If the local authorities are to be deprived of the right of comment on this matter, as they are under the Clauses of the Bill, the House of Commons should reserve for itself the right at least to debate the matter and to consider regulations of this sort which my right hon. Friend has power to make, because they harm not only the property of individuals—residential, shopping and offices—but, in many cases, they are a great danger to buildings which are providing social services and in which other Government Departments are involved.

My right hon. Friend would hardly expect me to make a speech of this sort without bringing Highgate into it. His proposed lorry-way through High-gate is a good example of the sort of case I am trying to put. There, other Government Departments and the social services are concerned.

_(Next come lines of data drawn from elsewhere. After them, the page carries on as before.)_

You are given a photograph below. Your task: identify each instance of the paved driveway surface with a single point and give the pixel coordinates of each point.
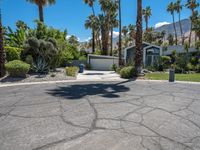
(100, 116)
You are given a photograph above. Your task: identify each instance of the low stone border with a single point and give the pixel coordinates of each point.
(109, 80)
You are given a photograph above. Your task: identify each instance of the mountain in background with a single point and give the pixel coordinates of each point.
(169, 28)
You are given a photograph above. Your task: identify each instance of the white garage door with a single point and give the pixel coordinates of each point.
(102, 64)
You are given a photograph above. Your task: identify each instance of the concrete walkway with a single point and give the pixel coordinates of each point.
(100, 116)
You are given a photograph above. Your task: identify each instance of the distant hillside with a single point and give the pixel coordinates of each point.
(186, 23)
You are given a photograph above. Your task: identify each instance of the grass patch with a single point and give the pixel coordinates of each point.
(178, 77)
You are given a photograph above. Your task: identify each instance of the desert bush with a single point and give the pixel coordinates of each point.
(114, 67)
(40, 66)
(82, 58)
(12, 53)
(198, 68)
(98, 52)
(71, 71)
(17, 68)
(42, 52)
(127, 72)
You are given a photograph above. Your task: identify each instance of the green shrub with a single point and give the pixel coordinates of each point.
(71, 71)
(17, 68)
(114, 67)
(198, 68)
(165, 61)
(98, 52)
(29, 60)
(87, 66)
(189, 67)
(12, 53)
(82, 58)
(127, 72)
(118, 70)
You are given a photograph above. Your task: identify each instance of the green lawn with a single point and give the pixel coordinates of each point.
(178, 77)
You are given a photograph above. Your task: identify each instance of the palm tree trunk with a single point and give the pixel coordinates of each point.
(182, 36)
(93, 34)
(190, 36)
(175, 29)
(93, 40)
(40, 8)
(111, 41)
(120, 35)
(2, 53)
(146, 20)
(139, 51)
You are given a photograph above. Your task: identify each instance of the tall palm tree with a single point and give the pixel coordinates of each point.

To reroute heavy lorries up Highgate Hill one-way will be running them through a very large hospital, past several nursing homes and past seven schools. In all these things, the Minister of Health, the Minister of Education and other Government Departments are concerned. I might even mention the Postmaster-General, too, because old people have to cross roads to get to post offices to get their pensions. If a lorry-way of this nature is routed through a village, the community on one side of the road will be cut off from that on the other.

One Department so affecting another should come to the House if traffic regulations of that sort are to be made. Such powers vested in one Minister can be oppressive when they can be made without reference to the House of Commons, without the local authority having any right of audience to make its voice heard about such regulations and without any appeal by the individuals, who may suffer, either to the courts or to any ministerial tribunal. An individual's property may well be seriously devalued and his life made hell by some of these traffic regulations.

This is, perhaps, the first opportunity for the newly-shaped Government to create a good image by showing their concern for the individual and for the ordinary man in a case of this sort as against the big, commercial interests, the road transport interests and transport union interests. I am sure that any Government which considered the individual interests in cases of this sort and which recognised the real priorities would quickly gain the great confidence of the nation. [HON. MEMBERS: "Oh."] I am seriously putting my argument as high as that because when these traffic routes are created there is a lack of sense of value and a lack of sense of the rights of the individual to his amenities, his comforts and his home life.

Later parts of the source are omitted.